Search code examples
sqlpostgresqlgpsaggregate-functions

How to get the travel mode when the geographical coordinates is in the raw GPS table


I have the transportation information of users in a table called labels containing start and end time with type of travel mode used:

CREATE TABLE labels
(
    user_id integer NOT NULL,
    session_id int,
    start_timestamp timestamp with time zone NOT NULL,
    end_timestamp timestamp with time zone NOT NULL,
    travelmode text,
    PRIMARY KEY (user_id, start_timestamp, end_timestamp)
)

INSERT INTO labels (user_id,session_id,start_timestamp,end_timestamp,travelmode) 
 VALUES     (11,0,'2007-06-26 11:32:29+01','2007-06-26 11:40:29+01','bus'),
     (11,0,'2008-03-28 14:52:54+00','2008-03-28 15:59:59+00','train'),
      (11,0,'2008-03-28 16:00:00+00','2008-03-28 22:02:00+00','train'),
      (11,0,'2008-03-29 01:27:50+00','2008-03-29 15:59:59+00','train'),
      (11,0,'2008-03-29 16:00:00+00','2008-03-30 15:59:59+01','train'),
      (11,0,'2008-03-30 16:00:00+01','2008-03-31 03:13:11+01','train'),
      (11,0,'2008-03-31 04:17:59+01','2008-03-31 15:31:06+01','train'),
      (11,0,'2008-03-31 16:00:08+01','2008-03-31 16:09:01+01','taxi'),
      (11,0,'2008-03-31 17:26:04+01','2008-04-01 00:35:26+01','train')
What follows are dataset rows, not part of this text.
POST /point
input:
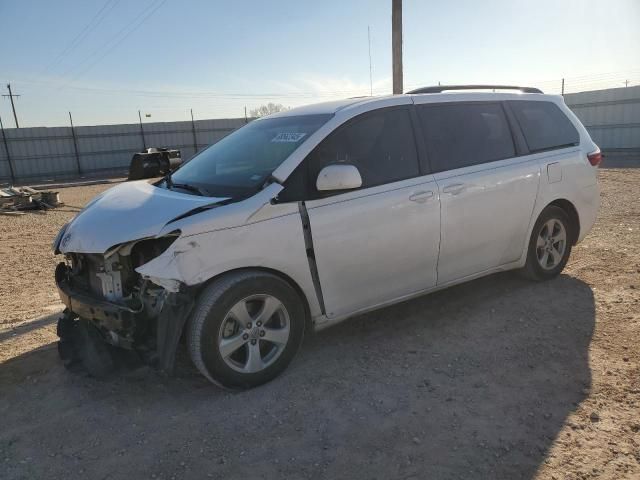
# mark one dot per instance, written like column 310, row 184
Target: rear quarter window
column 544, row 125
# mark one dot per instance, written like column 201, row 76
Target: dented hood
column 129, row 211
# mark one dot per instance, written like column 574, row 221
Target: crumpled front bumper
column 109, row 315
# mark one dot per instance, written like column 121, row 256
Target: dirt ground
column 498, row 378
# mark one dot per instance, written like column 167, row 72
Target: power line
column 88, row 28
column 125, row 32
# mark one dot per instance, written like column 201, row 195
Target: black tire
column 213, row 305
column 533, row 268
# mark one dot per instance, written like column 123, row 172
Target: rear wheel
column 550, row 245
column 246, row 329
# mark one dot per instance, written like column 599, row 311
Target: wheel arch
column 571, row 211
column 283, row 276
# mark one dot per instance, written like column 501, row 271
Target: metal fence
column 37, row 154
column 33, row 154
column 612, row 118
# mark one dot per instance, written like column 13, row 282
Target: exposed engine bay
column 118, row 306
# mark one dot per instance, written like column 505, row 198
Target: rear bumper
column 109, row 315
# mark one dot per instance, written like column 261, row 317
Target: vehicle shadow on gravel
column 471, row 382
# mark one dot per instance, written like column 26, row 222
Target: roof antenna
column 370, row 74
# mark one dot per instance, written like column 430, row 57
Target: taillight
column 595, row 157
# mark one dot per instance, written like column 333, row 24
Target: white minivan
column 304, row 218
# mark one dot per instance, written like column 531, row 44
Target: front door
column 487, row 193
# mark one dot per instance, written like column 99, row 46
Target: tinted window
column 380, row 144
column 463, row 134
column 544, row 125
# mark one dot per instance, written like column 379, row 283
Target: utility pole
column 144, row 143
column 6, row 149
column 193, row 130
column 75, row 144
column 396, row 45
column 11, row 95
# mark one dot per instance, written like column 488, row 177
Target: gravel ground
column 497, row 378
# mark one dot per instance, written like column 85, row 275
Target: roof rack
column 442, row 88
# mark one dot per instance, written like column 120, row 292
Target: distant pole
column 75, row 144
column 370, row 70
column 144, row 143
column 11, row 95
column 195, row 139
column 396, row 45
column 6, row 149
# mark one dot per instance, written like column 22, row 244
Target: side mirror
column 339, row 177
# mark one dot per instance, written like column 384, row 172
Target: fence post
column 144, row 143
column 75, row 145
column 195, row 139
column 6, row 149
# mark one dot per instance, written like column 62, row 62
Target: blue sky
column 167, row 56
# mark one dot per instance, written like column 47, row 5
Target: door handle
column 421, row 197
column 454, row 189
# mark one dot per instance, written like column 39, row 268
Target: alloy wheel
column 254, row 333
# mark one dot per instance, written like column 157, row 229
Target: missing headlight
column 146, row 250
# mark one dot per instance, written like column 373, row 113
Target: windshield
column 240, row 163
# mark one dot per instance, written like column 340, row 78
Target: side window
column 463, row 134
column 380, row 144
column 544, row 125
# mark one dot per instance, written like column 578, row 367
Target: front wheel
column 549, row 246
column 245, row 329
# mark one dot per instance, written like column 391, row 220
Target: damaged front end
column 109, row 303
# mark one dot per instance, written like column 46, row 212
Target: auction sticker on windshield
column 288, row 137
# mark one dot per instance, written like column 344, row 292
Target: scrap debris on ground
column 19, row 200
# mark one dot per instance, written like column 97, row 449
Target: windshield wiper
column 185, row 186
column 191, row 188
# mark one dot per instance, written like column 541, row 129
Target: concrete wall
column 40, row 154
column 612, row 118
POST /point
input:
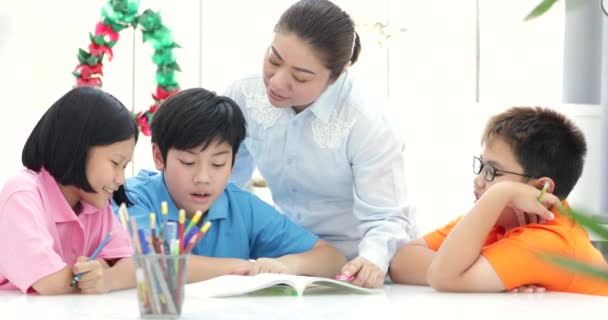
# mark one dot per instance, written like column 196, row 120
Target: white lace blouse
column 336, row 168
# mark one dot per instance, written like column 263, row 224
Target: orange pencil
column 198, row 237
column 180, row 232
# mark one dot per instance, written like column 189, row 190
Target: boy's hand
column 524, row 218
column 368, row 275
column 524, row 198
column 532, row 288
column 263, row 265
column 93, row 278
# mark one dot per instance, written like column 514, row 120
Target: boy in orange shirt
column 492, row 248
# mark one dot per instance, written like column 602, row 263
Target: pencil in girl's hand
column 198, row 237
column 123, row 215
column 102, row 244
column 164, row 209
column 153, row 239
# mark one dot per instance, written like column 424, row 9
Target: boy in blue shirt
column 195, row 137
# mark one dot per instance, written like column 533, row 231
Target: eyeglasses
column 489, row 172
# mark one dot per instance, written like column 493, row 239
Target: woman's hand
column 366, row 273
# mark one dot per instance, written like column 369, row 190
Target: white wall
column 427, row 72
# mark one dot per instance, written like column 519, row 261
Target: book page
column 231, row 285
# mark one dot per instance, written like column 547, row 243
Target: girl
column 55, row 213
column 327, row 154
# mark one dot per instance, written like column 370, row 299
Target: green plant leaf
column 586, row 221
column 576, row 266
column 540, row 9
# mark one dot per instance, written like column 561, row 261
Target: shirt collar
column 326, row 103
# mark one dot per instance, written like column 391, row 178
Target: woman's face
column 294, row 74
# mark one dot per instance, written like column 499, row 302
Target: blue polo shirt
column 243, row 225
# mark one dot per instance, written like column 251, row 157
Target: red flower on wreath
column 162, row 94
column 98, row 50
column 93, row 82
column 86, row 71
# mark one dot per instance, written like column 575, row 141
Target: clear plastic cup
column 160, row 285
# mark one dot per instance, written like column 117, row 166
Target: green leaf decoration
column 166, row 79
column 98, row 40
column 574, row 265
column 540, row 9
column 587, row 221
column 163, row 56
column 149, row 20
column 171, row 66
column 116, row 26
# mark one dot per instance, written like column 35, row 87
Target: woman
column 329, row 157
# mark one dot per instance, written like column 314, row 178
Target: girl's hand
column 93, row 279
column 367, row 274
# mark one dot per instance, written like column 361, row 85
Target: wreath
column 118, row 15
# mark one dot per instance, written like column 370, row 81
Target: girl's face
column 294, row 75
column 105, row 171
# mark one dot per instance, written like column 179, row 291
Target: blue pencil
column 92, row 257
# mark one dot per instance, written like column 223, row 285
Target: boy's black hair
column 82, row 118
column 195, row 117
column 545, row 143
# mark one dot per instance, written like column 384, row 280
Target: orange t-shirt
column 514, row 255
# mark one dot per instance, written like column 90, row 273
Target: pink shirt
column 40, row 234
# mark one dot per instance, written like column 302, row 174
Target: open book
column 271, row 283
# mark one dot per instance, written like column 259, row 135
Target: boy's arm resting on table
column 323, row 260
column 411, row 263
column 459, row 264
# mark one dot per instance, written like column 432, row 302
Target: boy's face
column 195, row 178
column 497, row 153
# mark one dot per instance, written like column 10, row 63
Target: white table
column 396, row 302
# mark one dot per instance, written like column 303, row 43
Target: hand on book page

In the other table trajectories is the GPS sampling (raw GPS, interval of about 1-5 sec sampling) for each user:

CREATE TABLE trajectories
(
    user_id int,
    session_id int NOT NULL,
    "timestamp" timestamp with time zone NOT NULL,
    lat double precision NOT NULL,
    lon double precision NOT NULL,
    alt double precision,
    PRIMARY KEY (session_id, "timestamp")
)

INSERT INTO trajectories (user_id,session_id,timestamp,lat,lon,alt)  
 VALUES     (11,1002008,'2008-03-30 16:00:39+01',41.147205,95.457762,-777),
      (11,1002008,'2008-03-30 16:01:38+01',41.153458,95.444897,-777),
      (11,1002008,'2008-03-30 16:02:37+01',41.154867,95.429467,-777),
      (11,1002008,'2008-03-30 16:03:36+01',41.154075,95.413863,-777),
      (11,1002008,'2008-03-30 16:04:35+01',41.152223,95.398515,-777),
      (11,1002008,'2008-03-31 02:52:11+01',43.697033,87.57619,-777),
      (11,1002008,'2008-03-31 02:51:12+01',43.69425,87.579275,-777),
      (11,1002008,'2008-03-31 02:50:13+01',43.689312,87.587815,-777),
      (11,1002008,'2008-03-31 02:43:56+01',43.656445,87.634753,-777),
      (11,1002008,'2008-03-31 02:42:56+01',43.649275,87.638028,-777),
      (11,1002008,'2008-03-31 02:42:04+01',43.64454,87.63572,-777)

Because I am interested in statistics of travel mode (count of each travel mode) within latitude 41.00 - 42.00 and longitude 87.5 - 95.30 only, I have to do a join with the trajectories table which contains lat lon information, matching the timestamp field if it falls with the start/end_timestamp of labels tables for that user.

How do I do this? I added this DB<>fiddle.


Solution

  • This is the query that you describe:

    select l.travelmode, count(*)
    from trajectories t join
         labels l
         on t.user_id = l.user_id and
            t.timestamp between l.start_timestamp and l.end_timestamp
    where t.lat between 41.00 and 42.00 and
          t.lon between 87.5 and 95.30 
    group by l.travelmode;
    

    On your sample data, though, this does not return any rows because the timestamps are in different years.